The passing of the bill is the culmination of the legislative process that has taken close to two years, after the bill on virtual assets was introduced to the Rada back in May 2020. It proposed creating an entirely new regulatory body to oversee the industry. 

In September 2021, it was approved by parliament, but President Volodymyr Zelensky vetoed it, saying that Ukraine couldn’t afford a new authority just for digital assets. He sent the bill back to parliament, and after the amendments, it has finally passed.

In its new state, the bill doesn’t recognize Bitcoin as legal tender. However, it gives it legal recognition and backing, which according to the Ministry of Digital Transformation, will provide market participants the assurance and protection they have long sought.

“This will legalize crypto exchangers and cryptocurrencies, and Ukrainians could protect their assets from possible abuse or fraud,” Mykhailo Fedorov, the Minister of Digital Transformation, commented.

“Market participants will receive legal protection and the opportunity to make decisions based on open consultations with government agencies,” he added.

While the Ministry praised the passing of the bill, it was one of the casualties of the bill’s regulatory pruning. Previously, three agencies had been put in charge of the sector, with a fourth one proposed. However, with the amendments, the Ministry of Digital Transformation was dropped.
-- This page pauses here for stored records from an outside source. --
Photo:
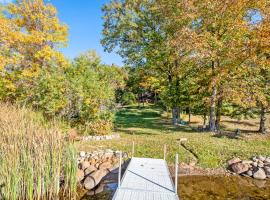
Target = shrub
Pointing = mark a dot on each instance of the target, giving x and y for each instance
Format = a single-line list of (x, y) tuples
[(32, 157), (128, 98)]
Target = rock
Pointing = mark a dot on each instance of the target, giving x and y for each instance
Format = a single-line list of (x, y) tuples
[(259, 183), (267, 161), (89, 170), (249, 173), (254, 159), (80, 175), (97, 190), (249, 162), (267, 171), (254, 164), (259, 174), (105, 165), (72, 134), (260, 164), (82, 154), (84, 165), (261, 158), (239, 168), (233, 161), (94, 179)]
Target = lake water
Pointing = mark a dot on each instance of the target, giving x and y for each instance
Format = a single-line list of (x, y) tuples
[(206, 188)]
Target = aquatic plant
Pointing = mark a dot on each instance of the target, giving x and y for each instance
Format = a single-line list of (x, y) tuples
[(32, 157)]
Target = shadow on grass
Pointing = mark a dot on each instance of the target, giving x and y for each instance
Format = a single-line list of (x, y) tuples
[(145, 121), (240, 122)]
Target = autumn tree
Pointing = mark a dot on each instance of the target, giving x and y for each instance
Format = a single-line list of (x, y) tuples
[(139, 33), (217, 37), (31, 35)]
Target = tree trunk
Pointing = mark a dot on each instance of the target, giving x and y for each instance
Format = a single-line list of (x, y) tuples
[(212, 120), (175, 115), (263, 126), (155, 98), (204, 119), (218, 115), (189, 115)]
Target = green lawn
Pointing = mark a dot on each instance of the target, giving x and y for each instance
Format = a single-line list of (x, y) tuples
[(150, 130)]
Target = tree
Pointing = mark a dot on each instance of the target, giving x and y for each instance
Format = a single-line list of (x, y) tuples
[(217, 37), (137, 30)]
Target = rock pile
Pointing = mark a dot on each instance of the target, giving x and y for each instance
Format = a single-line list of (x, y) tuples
[(258, 167), (101, 137), (92, 167)]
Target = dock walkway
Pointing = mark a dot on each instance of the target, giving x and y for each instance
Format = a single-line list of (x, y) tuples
[(146, 179)]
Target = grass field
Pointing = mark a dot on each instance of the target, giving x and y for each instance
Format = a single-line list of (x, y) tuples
[(150, 129)]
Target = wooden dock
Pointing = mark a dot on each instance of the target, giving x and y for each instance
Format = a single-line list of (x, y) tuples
[(146, 179)]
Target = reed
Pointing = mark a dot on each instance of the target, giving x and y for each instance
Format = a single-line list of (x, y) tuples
[(33, 159)]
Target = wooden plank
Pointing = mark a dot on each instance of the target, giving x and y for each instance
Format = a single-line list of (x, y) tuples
[(146, 179)]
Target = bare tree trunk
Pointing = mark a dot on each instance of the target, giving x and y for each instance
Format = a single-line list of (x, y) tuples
[(212, 120), (204, 119), (212, 116), (218, 115), (189, 115), (263, 126), (175, 115)]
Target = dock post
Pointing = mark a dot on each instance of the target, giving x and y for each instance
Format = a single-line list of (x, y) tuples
[(133, 148), (176, 173), (165, 149), (119, 169)]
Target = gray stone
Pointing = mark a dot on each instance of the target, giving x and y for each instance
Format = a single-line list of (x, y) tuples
[(233, 161), (261, 158), (260, 164), (247, 162), (105, 165), (267, 161), (89, 170), (259, 174), (254, 159), (249, 173), (80, 175), (239, 168), (84, 165), (94, 179), (254, 164), (82, 154)]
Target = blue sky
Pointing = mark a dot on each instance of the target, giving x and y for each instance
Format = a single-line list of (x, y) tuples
[(84, 18)]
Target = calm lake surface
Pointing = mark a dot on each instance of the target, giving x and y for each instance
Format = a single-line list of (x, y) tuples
[(207, 188)]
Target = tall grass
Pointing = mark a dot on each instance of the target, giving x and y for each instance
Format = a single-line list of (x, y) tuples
[(32, 157)]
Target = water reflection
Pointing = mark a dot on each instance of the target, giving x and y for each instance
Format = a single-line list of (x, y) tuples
[(216, 187), (203, 188)]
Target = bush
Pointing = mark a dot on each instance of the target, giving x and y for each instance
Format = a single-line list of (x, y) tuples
[(32, 158), (128, 98)]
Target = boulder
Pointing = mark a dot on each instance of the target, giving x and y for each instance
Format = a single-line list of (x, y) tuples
[(267, 161), (249, 173), (105, 165), (247, 162), (259, 174), (84, 165), (239, 168), (267, 171), (89, 170), (260, 163), (82, 154), (80, 175), (233, 161), (261, 158), (254, 164), (94, 179)]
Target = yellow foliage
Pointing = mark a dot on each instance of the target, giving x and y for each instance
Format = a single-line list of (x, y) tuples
[(29, 38)]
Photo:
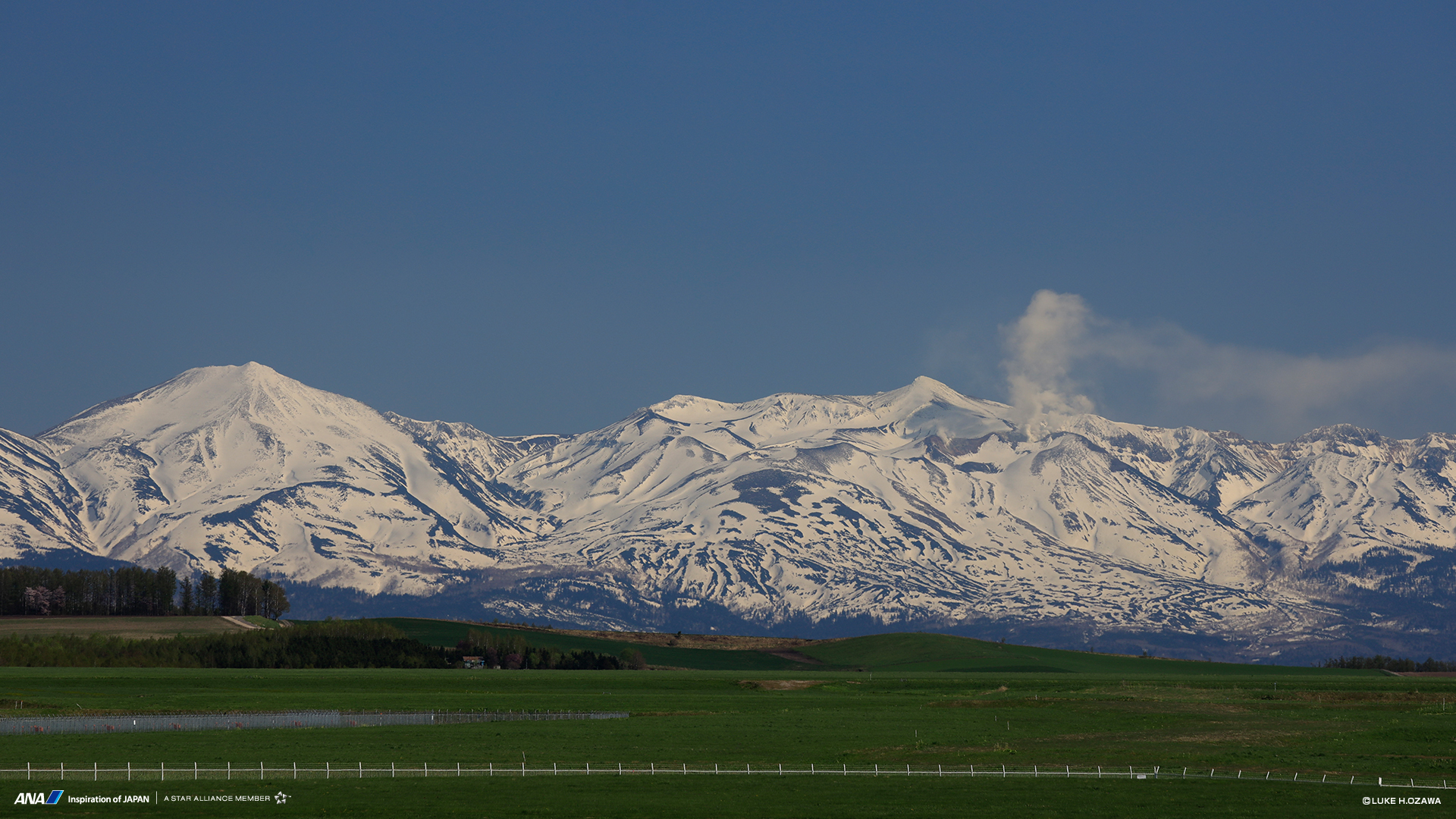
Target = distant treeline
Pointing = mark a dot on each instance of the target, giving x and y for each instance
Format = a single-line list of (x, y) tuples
[(329, 645), (134, 591), (1389, 664), (500, 651)]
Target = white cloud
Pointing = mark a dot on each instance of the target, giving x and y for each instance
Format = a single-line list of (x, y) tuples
[(1060, 353)]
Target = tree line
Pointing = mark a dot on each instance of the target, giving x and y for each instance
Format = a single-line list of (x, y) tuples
[(513, 651), (329, 645), (133, 591), (1381, 662)]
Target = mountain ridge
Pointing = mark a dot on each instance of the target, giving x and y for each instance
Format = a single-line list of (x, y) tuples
[(910, 506)]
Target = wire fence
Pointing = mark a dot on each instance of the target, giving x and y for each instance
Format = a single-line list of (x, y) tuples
[(130, 723), (261, 771)]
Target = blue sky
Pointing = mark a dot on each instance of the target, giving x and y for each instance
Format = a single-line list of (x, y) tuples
[(538, 218)]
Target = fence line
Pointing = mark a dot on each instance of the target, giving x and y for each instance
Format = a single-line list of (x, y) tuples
[(130, 723), (328, 770)]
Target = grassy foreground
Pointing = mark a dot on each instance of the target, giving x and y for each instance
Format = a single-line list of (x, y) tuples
[(1299, 720), (747, 799)]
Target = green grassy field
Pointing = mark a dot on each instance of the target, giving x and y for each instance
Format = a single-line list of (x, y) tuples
[(922, 700), (1305, 720)]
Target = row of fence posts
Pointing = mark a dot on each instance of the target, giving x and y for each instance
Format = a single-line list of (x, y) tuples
[(31, 770)]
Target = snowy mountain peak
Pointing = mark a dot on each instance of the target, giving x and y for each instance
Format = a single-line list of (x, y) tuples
[(916, 504)]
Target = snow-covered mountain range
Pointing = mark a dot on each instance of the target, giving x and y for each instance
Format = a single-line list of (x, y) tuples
[(918, 507)]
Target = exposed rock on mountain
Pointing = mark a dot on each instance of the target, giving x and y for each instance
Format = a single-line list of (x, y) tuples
[(794, 512)]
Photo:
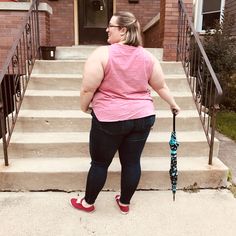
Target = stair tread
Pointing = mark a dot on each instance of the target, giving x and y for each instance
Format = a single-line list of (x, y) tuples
[(83, 137), (59, 76), (78, 75), (80, 164), (76, 93), (24, 113)]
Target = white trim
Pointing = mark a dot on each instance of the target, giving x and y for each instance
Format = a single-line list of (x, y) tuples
[(76, 22), (23, 6), (198, 17)]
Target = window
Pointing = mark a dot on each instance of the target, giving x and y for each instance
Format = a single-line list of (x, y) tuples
[(207, 13)]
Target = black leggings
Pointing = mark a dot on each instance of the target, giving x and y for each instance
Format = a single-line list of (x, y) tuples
[(106, 138)]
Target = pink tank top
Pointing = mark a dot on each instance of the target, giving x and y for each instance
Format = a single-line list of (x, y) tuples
[(123, 93)]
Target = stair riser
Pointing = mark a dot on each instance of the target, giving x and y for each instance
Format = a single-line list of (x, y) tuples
[(75, 181), (54, 83), (43, 124), (59, 67), (73, 103), (176, 85), (73, 53), (76, 67), (153, 149)]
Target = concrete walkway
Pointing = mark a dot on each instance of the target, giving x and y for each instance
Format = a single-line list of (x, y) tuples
[(208, 212)]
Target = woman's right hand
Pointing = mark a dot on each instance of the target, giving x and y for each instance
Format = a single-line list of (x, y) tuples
[(175, 109)]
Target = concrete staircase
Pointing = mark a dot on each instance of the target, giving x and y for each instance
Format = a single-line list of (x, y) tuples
[(49, 146)]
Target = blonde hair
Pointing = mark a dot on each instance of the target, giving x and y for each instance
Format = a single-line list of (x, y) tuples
[(128, 20)]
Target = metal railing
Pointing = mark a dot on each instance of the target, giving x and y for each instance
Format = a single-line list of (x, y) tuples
[(15, 74), (203, 82)]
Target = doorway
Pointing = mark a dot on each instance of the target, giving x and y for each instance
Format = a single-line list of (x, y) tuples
[(94, 16)]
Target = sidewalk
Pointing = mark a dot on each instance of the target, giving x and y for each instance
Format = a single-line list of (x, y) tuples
[(208, 212), (227, 154)]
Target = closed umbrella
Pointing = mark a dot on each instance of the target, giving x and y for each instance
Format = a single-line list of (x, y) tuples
[(173, 163)]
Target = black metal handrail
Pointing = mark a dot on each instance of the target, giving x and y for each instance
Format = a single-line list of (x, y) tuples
[(16, 72), (203, 82)]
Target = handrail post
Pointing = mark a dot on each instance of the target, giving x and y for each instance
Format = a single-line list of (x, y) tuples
[(2, 132), (38, 34), (201, 77), (213, 127)]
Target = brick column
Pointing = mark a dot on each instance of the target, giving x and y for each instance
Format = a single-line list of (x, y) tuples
[(169, 14)]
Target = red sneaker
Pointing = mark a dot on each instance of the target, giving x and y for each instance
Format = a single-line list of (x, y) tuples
[(78, 205), (123, 209)]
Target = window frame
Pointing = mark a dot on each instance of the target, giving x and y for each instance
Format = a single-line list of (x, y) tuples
[(198, 15)]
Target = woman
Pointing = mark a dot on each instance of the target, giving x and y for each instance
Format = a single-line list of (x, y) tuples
[(115, 91)]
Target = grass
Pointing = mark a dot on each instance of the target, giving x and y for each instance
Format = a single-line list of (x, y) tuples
[(226, 123)]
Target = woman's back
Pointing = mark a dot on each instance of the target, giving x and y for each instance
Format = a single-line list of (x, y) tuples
[(123, 93)]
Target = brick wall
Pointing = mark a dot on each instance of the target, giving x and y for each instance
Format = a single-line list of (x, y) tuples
[(169, 26), (230, 8), (10, 23), (61, 22)]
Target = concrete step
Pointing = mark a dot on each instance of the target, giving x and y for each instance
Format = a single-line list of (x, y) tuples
[(69, 174), (175, 83), (70, 100), (55, 81), (69, 144), (76, 67), (82, 52), (78, 121)]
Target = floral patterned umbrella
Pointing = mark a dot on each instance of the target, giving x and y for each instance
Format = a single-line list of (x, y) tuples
[(173, 153)]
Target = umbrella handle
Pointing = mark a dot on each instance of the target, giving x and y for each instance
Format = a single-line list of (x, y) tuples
[(174, 115)]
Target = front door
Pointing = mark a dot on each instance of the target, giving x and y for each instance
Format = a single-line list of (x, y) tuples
[(94, 16)]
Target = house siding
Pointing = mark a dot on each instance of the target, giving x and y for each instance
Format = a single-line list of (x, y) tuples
[(230, 8)]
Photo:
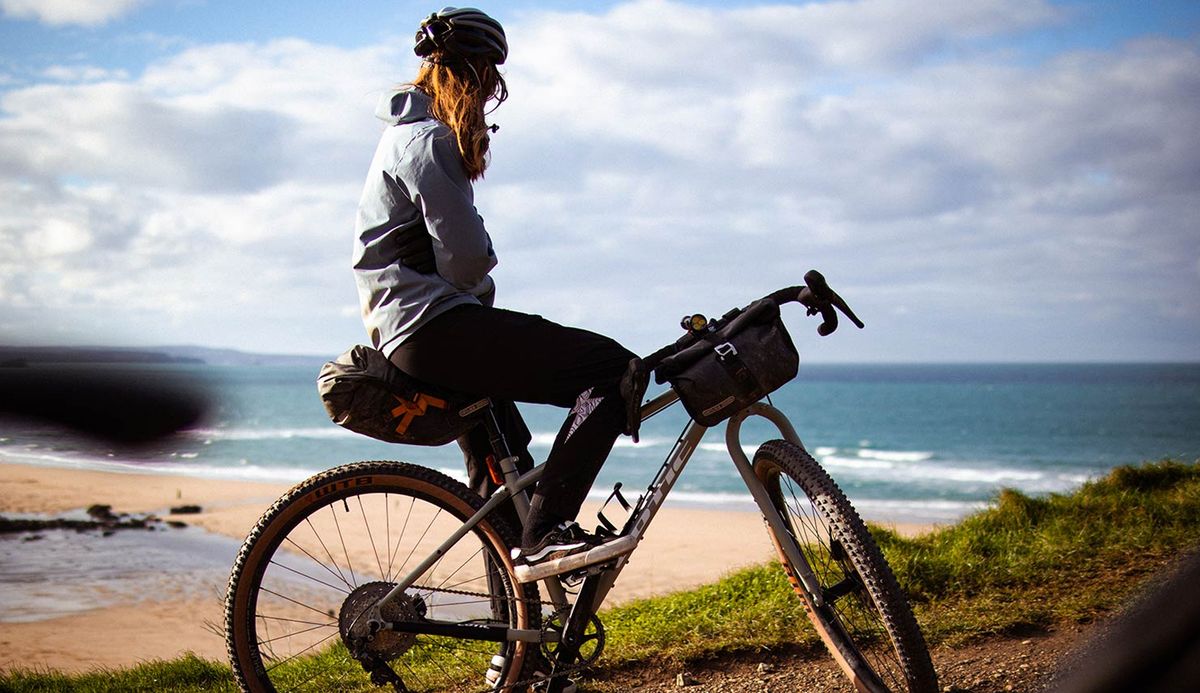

Moving forward, digital currency owners in Ukraine will be regulated by the National Bank of Ukraine and the National Securities and Stock Market Commission of Ukraine. The former will deal with digital currencies backed by currency valuables, while the latter will be in charge of virtual asset service providers (VASPs), derivative trading, and other similar aspects.

This could be beneficial to the market as it cuts down the red tape that VASPs will have to navigate to serve Ukrainians, Oleksandr Bornyakov, the Deputy Minister at the Ministry of Digital Transformation, said.

Speaking to one news outlet, he said, “Shrinking regulatory bodies can actually significantly accelerate crypto market launch. In order to ensure the growth of the crypto industry we are ready to cooperate with The National Commission on Securities and Stock Market. Ultimately, real change in any market is driven by collaboration.”

Bornyakov has been pro-Bitcoin for quite some time now. He envisions Ukraine being one of the top Bitcoin destinations in the world, touting it as the future. He was also critical of proposals by neighboring country Russia to ban digital currencies

“Our positive stance on crypto indeed stands in contrast with neighbors where officials propose a ban on the use and mining of cryptocurrencies. I’d like to remind them crypto regulation will work better than a ban,” Bornyakov told Fortune

President Zelensky is expected to sign the bill into law and publish it within the next ten days, Konstantin Yarmolenko from Blockchain4Ukraine said.

Even before the positive regulations, Ukraine was already among the world’s leaders in digital currencies. According to the Chainalysis Global Crypto Adoption Index 2021, the country only ranks behind Vietnam, India, and Pakistan globally for adoption. 

According to the New York Times, digital currency trading volume exceeds fiat volume in Ukraine. Ukrainians trade $150 million on average each day, more than the volume of interbank exchanges in fiat currency.